In my job I deal with so many different workers, and not all of these workers are full of sense. All very lovely in their own ways. The cockney lads, with the “a’wight darlin’”, our Yorkshire folk with the “fanks luff” along with the “I did some work for you, me”. Fascinating creatures, people.

After today, I came home to make tea and choosing not to cook. I went to the cellar to get out something to throw  in the oven, came back upstairs to the kitchen with an ice pop, a piece of ice for Demon dog and a loaf of frozen bread. Logic.

So my first cracker of the day was a lovely gentleman id been trying to get in touch with for the past week in order to get him set up with a payment company. This particular gent had given me his basic details, including address and phone number in order for me to forward on said deets to the payment company we use. I’d left a voicemail for him to call me, I needed his ID you see to make his file fully compliant. I’d had no returned phone call until today. “Lotty, there’s a call on Line one” And hour before the last payment was supposed to go out through the payment company. Turns out the payment company couldn’t get in contact with the chap either, they had left him voicemails and even resorted to text just as I had.

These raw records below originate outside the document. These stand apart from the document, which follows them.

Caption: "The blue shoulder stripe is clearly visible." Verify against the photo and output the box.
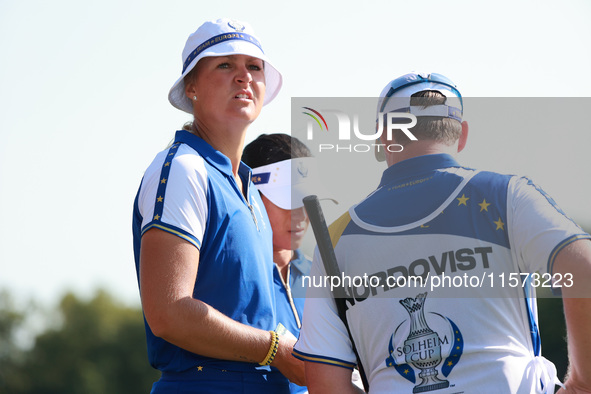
[141,221,202,250]
[151,143,181,225]
[140,142,202,249]
[292,349,356,370]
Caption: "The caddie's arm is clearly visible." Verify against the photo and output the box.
[305,362,365,394]
[554,239,591,393]
[140,228,306,386]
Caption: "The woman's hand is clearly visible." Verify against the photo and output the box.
[271,334,306,386]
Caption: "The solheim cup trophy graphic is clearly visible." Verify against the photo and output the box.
[400,293,450,393]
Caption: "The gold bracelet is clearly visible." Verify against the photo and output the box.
[259,330,279,366]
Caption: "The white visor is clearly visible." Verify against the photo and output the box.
[251,158,336,210]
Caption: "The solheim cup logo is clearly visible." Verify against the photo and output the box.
[385,293,463,393]
[400,293,448,392]
[227,20,245,32]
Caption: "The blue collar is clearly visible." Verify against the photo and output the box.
[379,153,461,188]
[174,130,251,180]
[290,249,311,276]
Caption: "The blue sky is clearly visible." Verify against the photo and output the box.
[1,0,590,307]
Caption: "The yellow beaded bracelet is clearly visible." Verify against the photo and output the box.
[259,330,279,366]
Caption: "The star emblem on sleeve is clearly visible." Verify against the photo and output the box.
[494,217,505,231]
[478,199,491,212]
[457,194,469,206]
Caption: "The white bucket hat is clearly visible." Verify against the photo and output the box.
[168,18,283,114]
[252,158,336,210]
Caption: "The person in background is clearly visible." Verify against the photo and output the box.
[132,19,304,393]
[244,133,366,394]
[242,133,317,393]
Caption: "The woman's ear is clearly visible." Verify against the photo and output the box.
[185,80,197,102]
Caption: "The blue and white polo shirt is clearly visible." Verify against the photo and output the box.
[133,130,276,373]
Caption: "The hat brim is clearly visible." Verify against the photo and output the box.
[260,183,337,210]
[168,40,282,114]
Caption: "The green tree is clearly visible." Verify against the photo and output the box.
[538,296,568,380]
[0,290,27,392]
[2,289,158,394]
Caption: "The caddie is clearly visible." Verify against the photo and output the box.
[293,72,591,393]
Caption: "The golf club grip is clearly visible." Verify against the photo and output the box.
[303,195,371,391]
[303,195,345,299]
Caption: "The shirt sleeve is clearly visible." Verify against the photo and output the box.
[293,247,357,370]
[507,176,590,275]
[138,145,209,249]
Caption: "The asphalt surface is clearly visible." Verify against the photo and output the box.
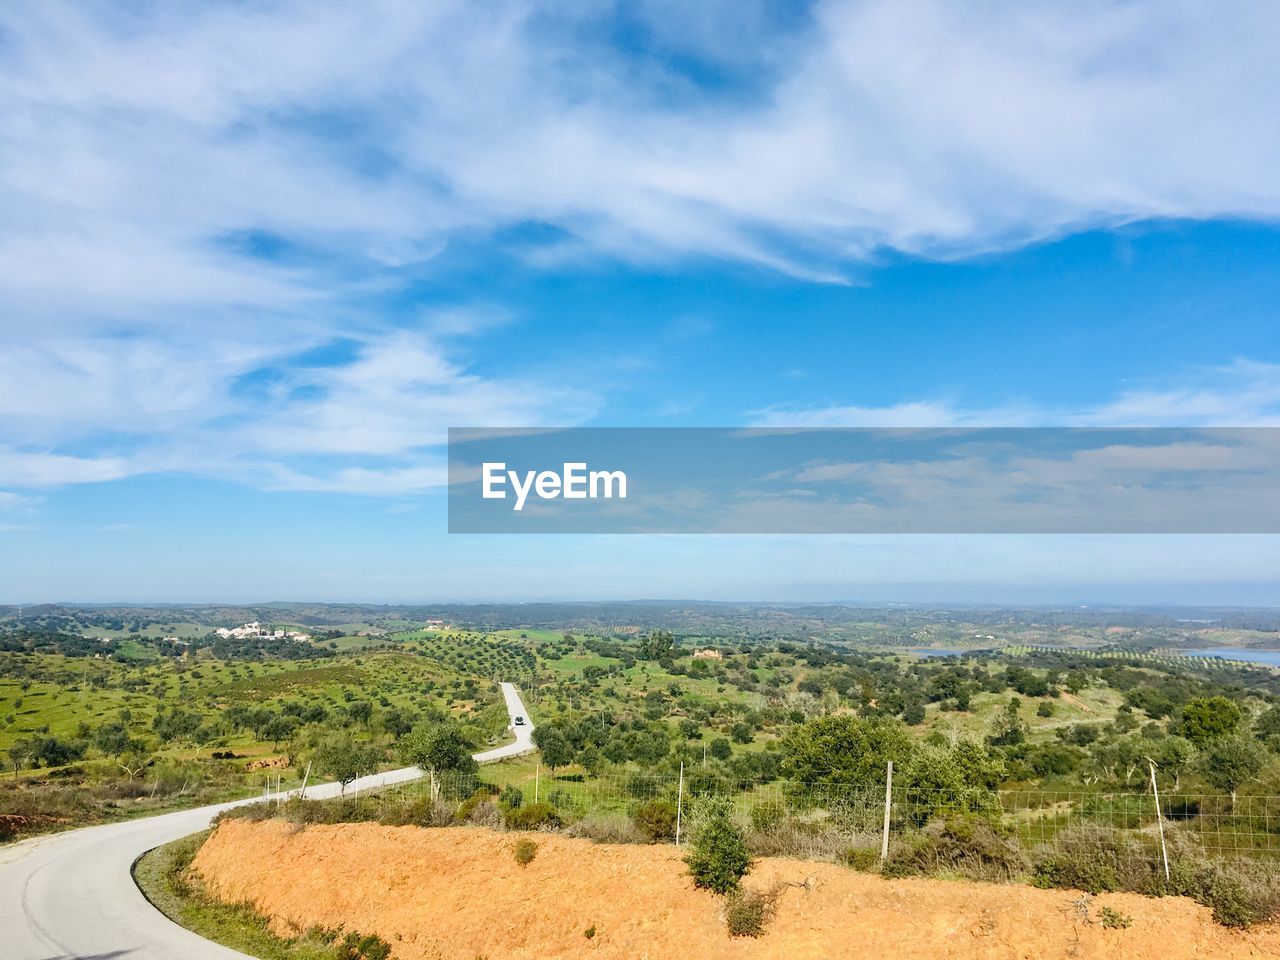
[1,681,535,960]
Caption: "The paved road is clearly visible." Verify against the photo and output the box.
[475,681,536,763]
[1,682,535,960]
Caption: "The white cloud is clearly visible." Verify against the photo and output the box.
[2,0,1279,306]
[2,3,1279,495]
[0,491,39,511]
[752,361,1280,428]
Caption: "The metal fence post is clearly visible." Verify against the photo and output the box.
[880,760,893,862]
[534,762,540,805]
[675,761,685,847]
[1149,760,1171,882]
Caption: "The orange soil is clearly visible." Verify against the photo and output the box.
[192,820,1280,960]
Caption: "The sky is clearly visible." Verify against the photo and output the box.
[2,0,1280,604]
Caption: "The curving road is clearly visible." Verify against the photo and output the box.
[1,681,535,960]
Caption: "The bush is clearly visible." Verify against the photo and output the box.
[505,802,561,831]
[840,846,882,872]
[724,885,781,937]
[1097,906,1131,929]
[513,838,538,866]
[1180,859,1280,928]
[464,798,504,830]
[1032,826,1280,928]
[1031,825,1155,894]
[747,818,854,861]
[456,787,494,822]
[749,800,785,834]
[632,799,678,842]
[335,931,392,960]
[498,784,523,810]
[685,796,752,894]
[566,814,646,844]
[883,817,1028,883]
[390,797,456,828]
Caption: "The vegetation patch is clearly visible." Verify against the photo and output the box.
[685,795,753,894]
[723,884,782,938]
[883,816,1029,883]
[513,837,539,865]
[133,831,385,960]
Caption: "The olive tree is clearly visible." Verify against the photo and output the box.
[398,720,478,800]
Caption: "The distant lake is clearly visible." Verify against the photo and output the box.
[1183,648,1280,667]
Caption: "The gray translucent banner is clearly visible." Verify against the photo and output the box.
[447,428,1280,534]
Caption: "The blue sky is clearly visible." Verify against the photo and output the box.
[2,1,1280,603]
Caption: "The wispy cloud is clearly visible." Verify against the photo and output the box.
[2,2,1279,496]
[751,361,1280,429]
[0,491,39,511]
[3,1,1280,300]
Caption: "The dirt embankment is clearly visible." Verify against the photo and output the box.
[192,820,1280,960]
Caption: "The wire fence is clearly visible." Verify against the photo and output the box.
[333,764,1280,867]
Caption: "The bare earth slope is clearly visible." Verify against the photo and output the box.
[192,820,1280,960]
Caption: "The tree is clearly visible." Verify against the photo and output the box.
[116,747,154,781]
[1199,734,1267,803]
[780,715,914,798]
[315,734,366,795]
[1151,735,1195,789]
[987,697,1026,747]
[347,701,373,727]
[246,707,276,741]
[8,739,33,778]
[153,707,201,746]
[684,795,752,894]
[93,722,132,757]
[1254,706,1280,741]
[577,744,603,776]
[398,720,478,799]
[382,707,413,740]
[637,631,676,661]
[901,740,1005,823]
[1175,697,1242,745]
[709,737,732,761]
[532,726,574,771]
[262,716,297,750]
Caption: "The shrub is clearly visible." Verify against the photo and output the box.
[498,784,524,810]
[747,819,854,861]
[685,796,752,894]
[1031,825,1155,894]
[513,838,538,866]
[840,846,882,872]
[566,814,646,844]
[464,798,504,830]
[1033,826,1280,928]
[724,885,781,937]
[505,802,561,831]
[883,817,1028,883]
[456,787,493,821]
[1183,859,1280,928]
[632,799,678,842]
[335,931,392,960]
[1097,906,1131,929]
[749,800,785,834]
[395,797,456,828]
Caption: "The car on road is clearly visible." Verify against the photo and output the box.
[514,716,526,725]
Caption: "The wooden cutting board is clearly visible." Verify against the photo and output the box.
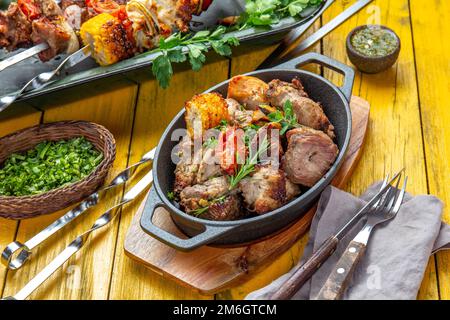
[124,96,370,295]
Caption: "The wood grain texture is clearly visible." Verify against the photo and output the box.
[320,0,438,300]
[1,79,138,300]
[314,240,366,300]
[0,103,42,298]
[124,97,369,295]
[108,59,230,300]
[409,0,450,300]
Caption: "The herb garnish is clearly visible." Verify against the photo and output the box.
[0,137,103,197]
[267,100,299,134]
[203,136,219,149]
[229,137,270,189]
[149,26,239,88]
[191,195,227,217]
[167,191,175,201]
[149,0,322,88]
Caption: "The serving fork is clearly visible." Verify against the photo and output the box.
[314,174,408,300]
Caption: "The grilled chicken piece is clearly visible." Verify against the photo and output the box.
[239,165,300,215]
[0,3,32,50]
[266,78,335,139]
[227,75,269,110]
[282,127,338,187]
[180,176,243,221]
[80,13,135,66]
[184,92,229,137]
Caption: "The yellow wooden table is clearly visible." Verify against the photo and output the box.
[0,0,448,300]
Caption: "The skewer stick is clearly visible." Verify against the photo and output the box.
[0,43,49,72]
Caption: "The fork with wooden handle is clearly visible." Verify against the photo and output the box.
[269,170,404,300]
[314,175,407,300]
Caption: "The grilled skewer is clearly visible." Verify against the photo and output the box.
[0,0,212,70]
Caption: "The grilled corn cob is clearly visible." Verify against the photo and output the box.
[80,13,135,66]
[185,92,229,137]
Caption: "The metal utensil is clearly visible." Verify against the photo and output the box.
[2,169,153,301]
[268,169,404,300]
[315,174,407,300]
[0,43,49,72]
[1,147,155,271]
[0,46,90,113]
[259,0,374,69]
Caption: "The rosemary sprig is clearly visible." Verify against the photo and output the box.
[191,195,227,217]
[228,137,270,190]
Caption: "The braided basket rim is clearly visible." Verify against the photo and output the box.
[0,120,116,219]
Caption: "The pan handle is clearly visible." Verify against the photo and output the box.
[273,52,355,102]
[140,188,236,251]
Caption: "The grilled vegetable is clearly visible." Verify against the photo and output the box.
[80,12,135,66]
[184,92,229,137]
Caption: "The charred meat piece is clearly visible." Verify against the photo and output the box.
[282,127,338,187]
[239,165,300,215]
[266,78,335,139]
[227,75,269,110]
[0,3,33,50]
[226,98,254,127]
[180,176,244,221]
[173,134,201,195]
[31,15,79,61]
[196,145,222,183]
[61,0,90,31]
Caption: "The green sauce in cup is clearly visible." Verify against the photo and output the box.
[351,26,398,57]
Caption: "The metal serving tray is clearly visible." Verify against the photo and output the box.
[0,0,327,102]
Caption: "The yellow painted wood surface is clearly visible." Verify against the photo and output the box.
[0,0,447,300]
[410,0,450,300]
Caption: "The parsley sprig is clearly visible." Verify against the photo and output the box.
[267,100,299,135]
[149,26,239,88]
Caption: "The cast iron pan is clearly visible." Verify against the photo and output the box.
[140,52,354,251]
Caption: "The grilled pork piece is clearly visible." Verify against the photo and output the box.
[196,144,222,183]
[61,0,89,30]
[227,75,269,110]
[174,135,200,195]
[180,176,243,221]
[0,3,32,50]
[239,165,300,215]
[31,15,79,61]
[282,127,338,187]
[266,78,335,139]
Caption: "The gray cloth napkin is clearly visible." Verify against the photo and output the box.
[246,182,450,300]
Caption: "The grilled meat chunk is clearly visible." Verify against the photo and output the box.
[180,176,243,221]
[31,15,79,61]
[266,78,335,139]
[239,165,300,215]
[0,3,32,50]
[173,135,201,195]
[196,145,222,183]
[227,75,269,110]
[282,127,338,187]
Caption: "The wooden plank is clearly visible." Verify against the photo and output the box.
[0,103,42,298]
[108,58,230,299]
[321,0,437,299]
[2,79,138,299]
[409,0,450,300]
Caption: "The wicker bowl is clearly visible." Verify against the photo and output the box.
[0,121,116,219]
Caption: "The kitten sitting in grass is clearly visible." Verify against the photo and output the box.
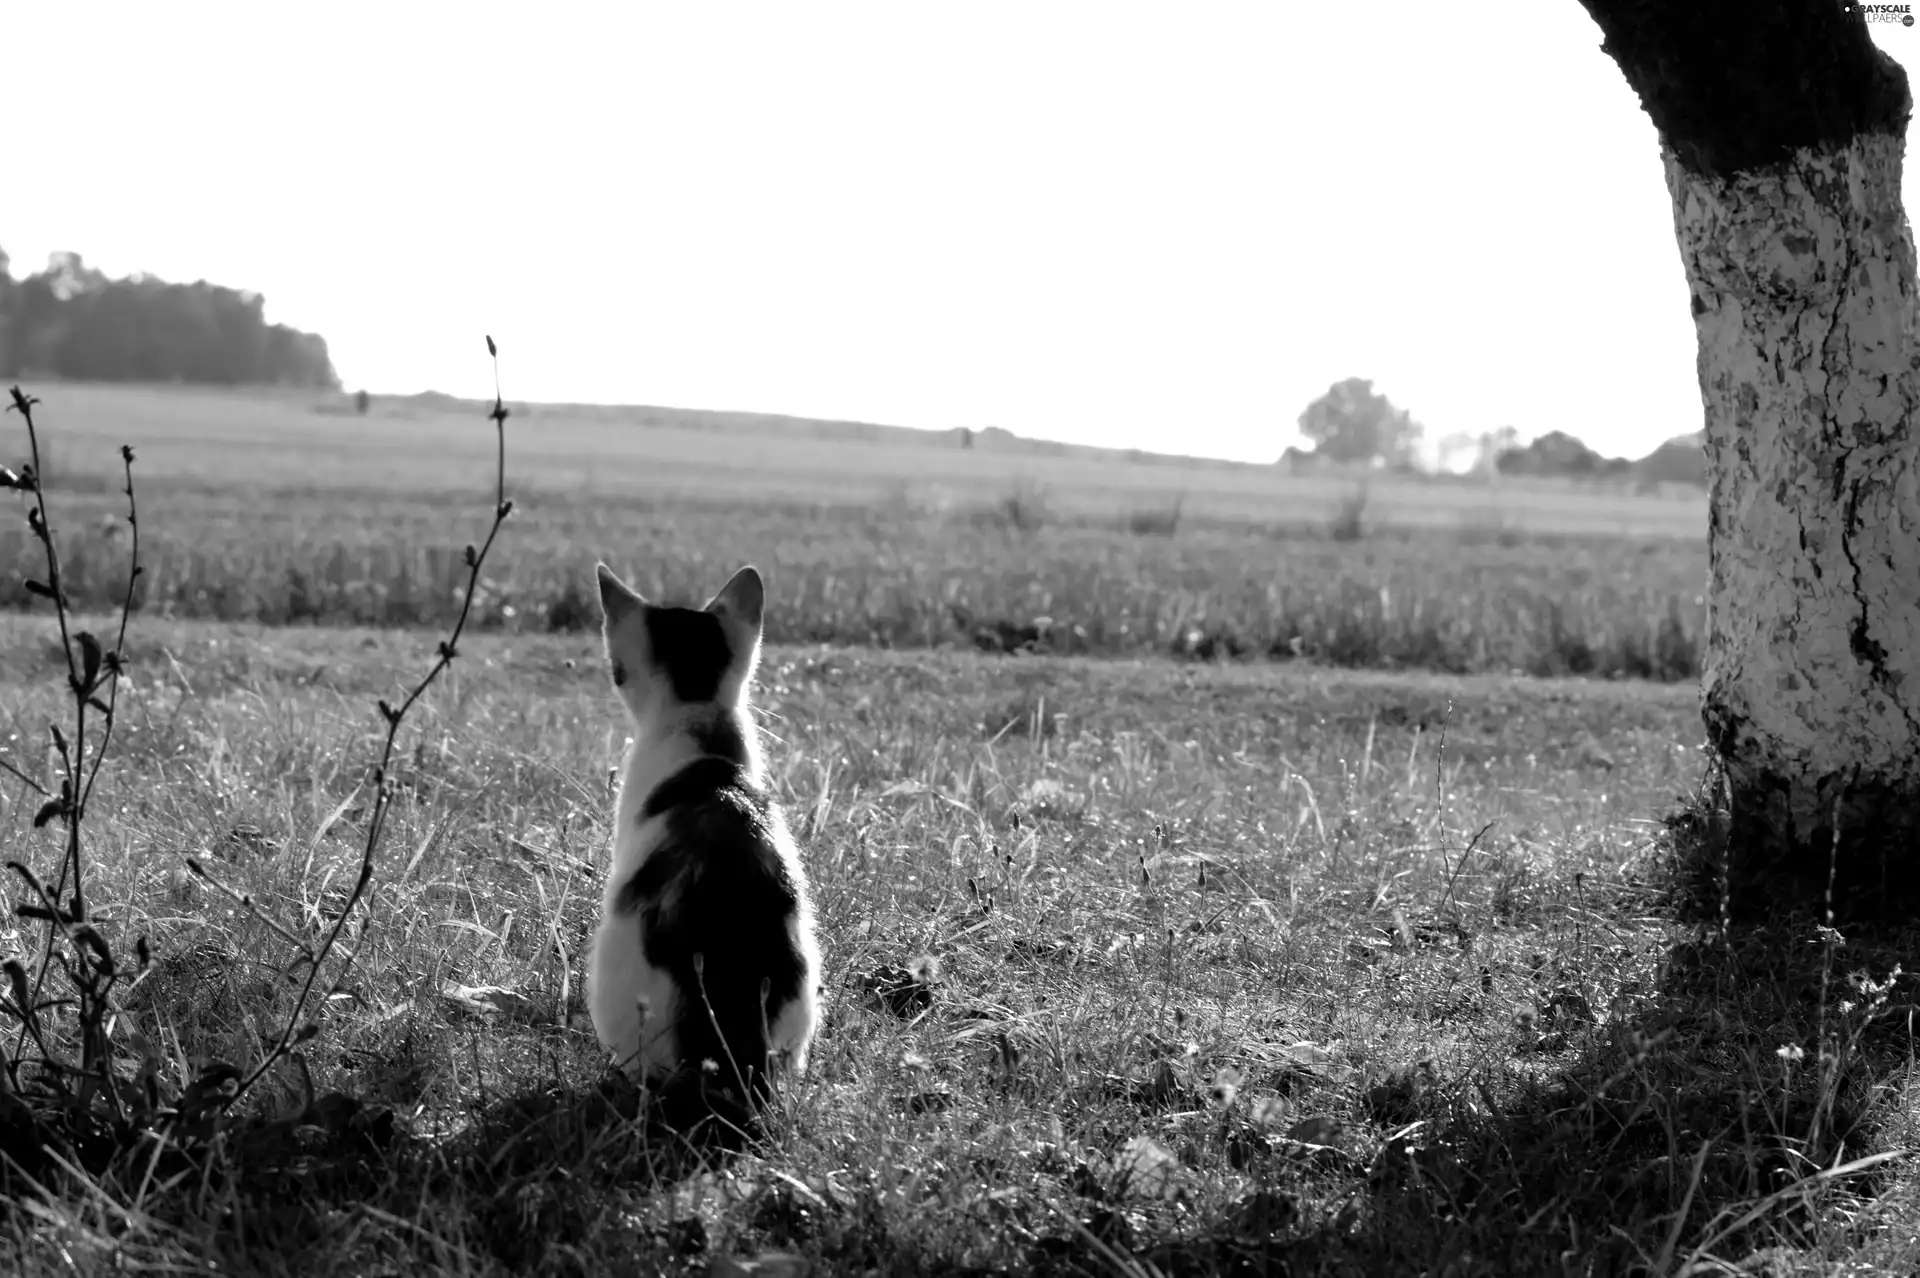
[586,563,821,1111]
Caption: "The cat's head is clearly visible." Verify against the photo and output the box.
[594,563,764,727]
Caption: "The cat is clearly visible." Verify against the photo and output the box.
[585,562,821,1109]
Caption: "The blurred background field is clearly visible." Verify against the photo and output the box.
[6,381,1708,681]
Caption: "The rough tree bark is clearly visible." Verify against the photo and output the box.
[1575,0,1920,914]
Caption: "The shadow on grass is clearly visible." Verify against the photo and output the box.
[1305,923,1914,1277]
[116,1073,774,1275]
[1042,818,1920,1278]
[18,814,1915,1276]
[23,926,1912,1278]
[1012,936,1915,1278]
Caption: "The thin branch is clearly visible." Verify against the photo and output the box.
[6,388,88,914]
[184,858,316,966]
[230,336,513,1105]
[5,388,79,694]
[0,755,48,798]
[80,445,141,811]
[0,395,146,1123]
[5,386,100,1066]
[1439,820,1497,913]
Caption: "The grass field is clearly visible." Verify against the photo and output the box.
[4,620,1915,1275]
[6,382,1915,1276]
[7,383,1708,681]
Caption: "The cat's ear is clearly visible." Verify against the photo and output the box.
[596,563,645,628]
[705,565,764,636]
[706,566,765,689]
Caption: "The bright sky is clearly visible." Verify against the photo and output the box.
[7,3,1918,464]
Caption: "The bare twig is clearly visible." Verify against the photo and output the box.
[5,388,78,694]
[230,336,513,1105]
[4,389,144,1095]
[184,858,316,966]
[0,756,48,798]
[1439,819,1497,913]
[80,446,141,811]
[6,388,80,923]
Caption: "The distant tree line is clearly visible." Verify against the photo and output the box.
[1283,376,1707,488]
[0,247,338,389]
[1489,429,1631,479]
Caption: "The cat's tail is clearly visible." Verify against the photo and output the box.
[673,952,776,1109]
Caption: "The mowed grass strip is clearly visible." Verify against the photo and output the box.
[29,381,1708,539]
[20,617,1914,1275]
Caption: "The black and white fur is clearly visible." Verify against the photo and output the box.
[585,562,820,1103]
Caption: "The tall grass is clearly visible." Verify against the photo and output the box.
[5,479,1708,681]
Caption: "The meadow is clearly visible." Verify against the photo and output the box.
[5,382,1916,1277]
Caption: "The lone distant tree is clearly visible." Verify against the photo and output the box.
[1295,377,1422,467]
[1577,0,1918,913]
[1635,434,1708,488]
[1476,426,1520,477]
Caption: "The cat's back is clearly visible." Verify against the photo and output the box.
[618,757,805,935]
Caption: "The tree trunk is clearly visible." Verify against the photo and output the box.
[1577,1,1920,914]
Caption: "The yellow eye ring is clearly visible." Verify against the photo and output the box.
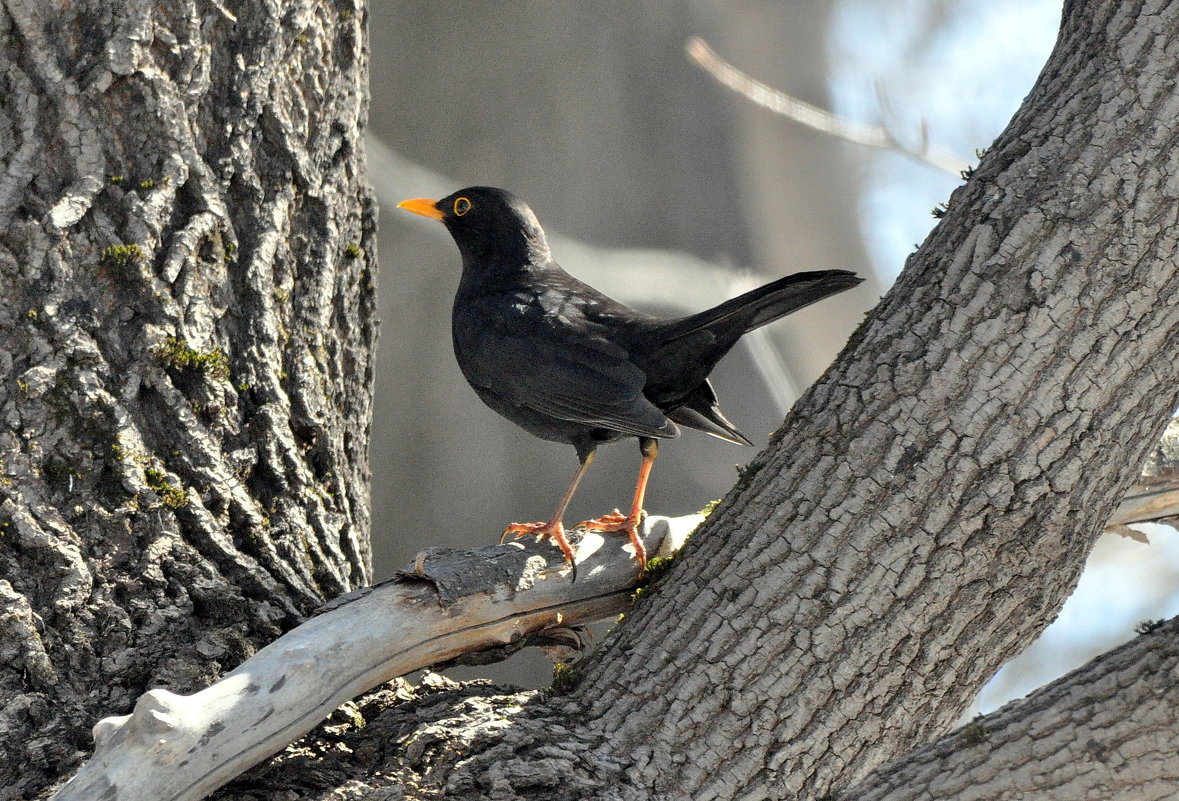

It transpires that the gentleman had given us the contact phone number for a phone he wasn’t carrying with him, nor was it working at the time. Now correct me if I am wrong, but if you wanted to be paid wouldn’t you give out a number that was correct and true? I mean, how does one expect to get payment for works completed if the contact number you pass on to get you fully registered ready for payment isn’t active? Okay so this was only guy number one. We have several of these a day.

My second fire cracker was a lovely man. We had a great chat when I was taking his details over the phone to get him set up. Really genuine honest Yorkshire man. I get all his detail, check the phone numbers twice (after what happened earlier I’m going to start triple checking) and then informed him I would send him an email to the address he had spelt out to me on the phone asking him to send me a form of ID. The question on his lips was “what part of the passport do you need” and after explaining it was the picture part with all his details on we bid farewell and I sent him an email requesting the documentation.

An hour and a half later, I hear my colleague taking a phone call from the guy. “So you just want an email address to send your passport to” he repeats the email address out to my friend on line one. I turn to my colleague after the call was terminated. “Was that my friend”. Turns out he wanted to have an email address so that he could reply to my email that I had just sent him… yes, it is exactly as it sounds. He wanted an email address, so that he could reply to my email.

No words can describe today. I really do feel like a mad-as-a-hatter lollipop triple dipped in crazy.